A study of these cases leads us to the following conclusions: (a) That the limitation never applied to the intestate’s real estate; (6) that it applied only to relatives and not to creditors; (c) that it has for its object the protection of administrators in the event of a bona fide distribution of the personal assets of the deceased without notice or knowledge of the existence of next of kin entitled to participate in the distribution of the estate.
The precise question which confronts us has apparently never been raised before in our courts, that is, whether the court, before distribution, may direct a forfeiture of the missing relative’s distributive share and award it to the remaining next of kin. Our study of the cases leads us to the conclusion that the legislature did not contemplate such a result.
In the instant case the claim of the missing husband is actually before the court. The administrator, as well as the court, has knowledge of the fact that at the time of the decedent’s death she left a husband entitled to take. The fact that he did not appear “to lay legal claim” to his share is unimportant because the administrator stands in a trust relationship to all of the next of kin, and a demand by them is not necessary. The husband, in this ease, had the right to sit by without taking any action relying upon the administrator’s obligation to deliver to him his distributive share of the estate: Merrick’s Estate, 1 Ash. 305.
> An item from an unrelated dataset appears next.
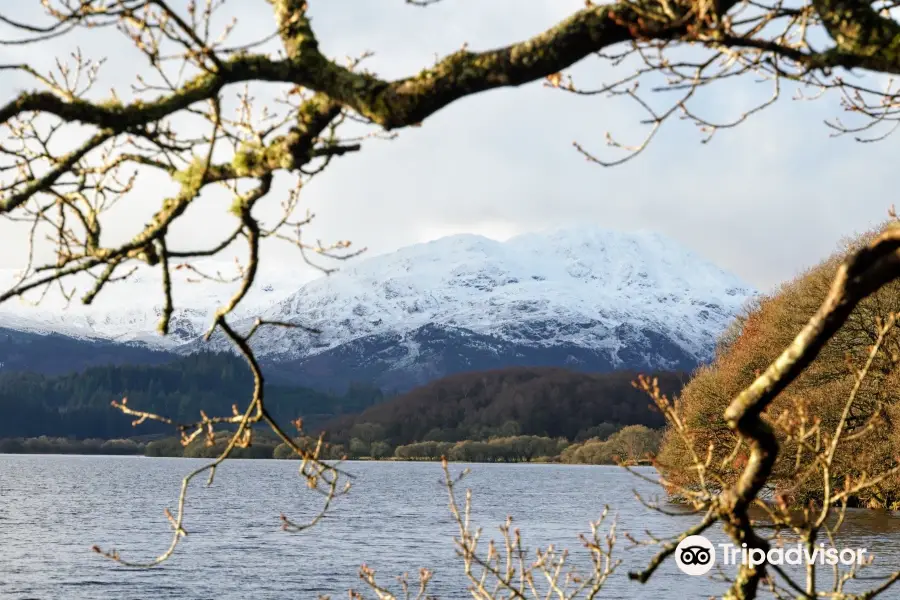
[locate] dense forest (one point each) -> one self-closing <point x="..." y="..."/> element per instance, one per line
<point x="546" y="402"/>
<point x="816" y="399"/>
<point x="78" y="404"/>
The uncertainty which existed in 1841 at the time of the decision in Blackmore v. Gregg, supra, with respect to the duties of administrators if decedent’s next of kin could not be located, no longer exists. The various escheat statutes enacted by our legislature, and particularly *175article XIII of The Fiscal Code of April 9,1929, P. L. 343, outlines a procedure which is a complete protection for the administrator. Under its provisions it is mandatory upon the fiduciary to follow a course which results in the fund being paid into the State Treasury without escheat. The act completely exonerates him from liability when such payment is made. It also provides machinery for a return of the money to the proper claimant when he appears and makes claim therefor: Section 504.
The exceptions are therefore sustained. Since no exceptions were taken to the allowance of the various claims aggregating $257 and the costs of $234.44 incurred in the proceedings before the master, the award of these items is confirmed. The accountant is directed to pay the balance of the fund in its possession, through the Department of Revenue, into the State Treasury pursuant to The Fiscal Code, supra, sec. 1314. This order is made with the approval of the learned auditing judge, in accordance with his concurring opinion this day filed.